Orphaned Requests Logging

    In addition to request tracing and metrics reporting, logging orphaned requests provides additional insight into why an operation might have been cancelled (for example, because a timeout was applied by the caller).

    While tracing and metrics can also be consumed through external interfaces, getting information about orphaned requests only works through the built-in mechanisms.

    The way it works is that every time a response is in the process of being completed, when the SDK detects that the original caller is not listening anymore (beacuse the future was dropped), it will send this "orphaned" response to a reporting utility which aggregates all responses and in regular intervals logs them in a specific format.

    When you spot that an operation Future has been dropped (e.g. due to a caller-side timeout), you can look for the output of the OrphanReporter and correlate the information.

    Output Format

    Since orphans usually indicate a state that is not desirable, The OrphanReporter logs orphaned requests at the WARN level, which is going to be logged alongside all other SDK logs. By default, orphans will be aggregated and logged every 10 seconds, but the output will be skipped if there are no orphans to report. This makes sure that the log line will appear close to the point in time when the corresponding Future was dropped, while not spamming the log file if there is nothing to report. See the next section on how to customize this behavior.
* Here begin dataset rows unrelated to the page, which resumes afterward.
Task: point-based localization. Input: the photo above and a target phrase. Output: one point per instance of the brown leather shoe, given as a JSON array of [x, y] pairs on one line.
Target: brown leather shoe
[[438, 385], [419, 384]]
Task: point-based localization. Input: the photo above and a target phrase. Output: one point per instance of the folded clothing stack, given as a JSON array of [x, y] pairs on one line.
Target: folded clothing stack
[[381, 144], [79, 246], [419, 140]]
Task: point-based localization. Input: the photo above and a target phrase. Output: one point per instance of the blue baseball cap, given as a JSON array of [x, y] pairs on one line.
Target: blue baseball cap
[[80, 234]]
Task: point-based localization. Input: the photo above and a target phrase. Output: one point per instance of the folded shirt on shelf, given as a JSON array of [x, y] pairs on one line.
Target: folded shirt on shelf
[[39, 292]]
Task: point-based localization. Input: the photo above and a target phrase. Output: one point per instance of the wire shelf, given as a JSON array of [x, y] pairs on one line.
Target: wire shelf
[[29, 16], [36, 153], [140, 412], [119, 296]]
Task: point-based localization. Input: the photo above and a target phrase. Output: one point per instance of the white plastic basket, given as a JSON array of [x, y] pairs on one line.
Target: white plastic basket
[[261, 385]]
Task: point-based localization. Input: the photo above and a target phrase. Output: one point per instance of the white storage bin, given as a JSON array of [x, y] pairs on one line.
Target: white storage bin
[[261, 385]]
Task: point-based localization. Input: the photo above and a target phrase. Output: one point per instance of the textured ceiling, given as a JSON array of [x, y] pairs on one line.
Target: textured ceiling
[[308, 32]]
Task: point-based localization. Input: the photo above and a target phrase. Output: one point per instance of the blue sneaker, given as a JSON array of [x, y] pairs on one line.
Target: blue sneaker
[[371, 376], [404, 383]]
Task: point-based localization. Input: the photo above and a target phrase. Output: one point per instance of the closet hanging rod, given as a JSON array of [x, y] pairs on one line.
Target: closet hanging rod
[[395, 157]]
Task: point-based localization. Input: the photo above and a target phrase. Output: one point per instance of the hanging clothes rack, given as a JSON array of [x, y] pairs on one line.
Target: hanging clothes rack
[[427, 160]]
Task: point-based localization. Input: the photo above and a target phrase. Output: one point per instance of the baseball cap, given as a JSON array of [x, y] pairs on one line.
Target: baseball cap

    The actual body of the message consists of the text Orphaned responses observed:, followed by a compact JSON representation of the aggregated orphans. The following code snippet shows a prettified version of such a JSON blob:

    {
      "kv": {
        "total_count": 3,
        "top_requests": [
          {
            "last_server_duration_us": 8000,
            "total_server_duration_us": 8000,
            "operation_name": "Get",
            "last_local_id": "66388CF5BFCF7522/18CC8791579B567C",
            "operation_id": "0x3",
            "last_local_socket": "10.211.55.3:52450",
            "last_remote_socket": "10.112.180.101:11210"
          },
          {
            "last_server_duration_us": 1200,
            "total_server_duration_us": 1200,
            "operation_name": "Get",
            "last_local_id": "66388CF5BFCF7522/18CC8791579B567C",
            "operation_id": "0x1",
            "last_local_socket": "10.211.55.3:52450",
            "last_remote_socket": "10.112.180.101:11210"
          }
        ]
      }
    }

    The overall structure groups orphans by service (currently only kv), and for each service reports the total count of orphaned operations seen during the interval, along with the top sampled requests sorted by server duration (descending).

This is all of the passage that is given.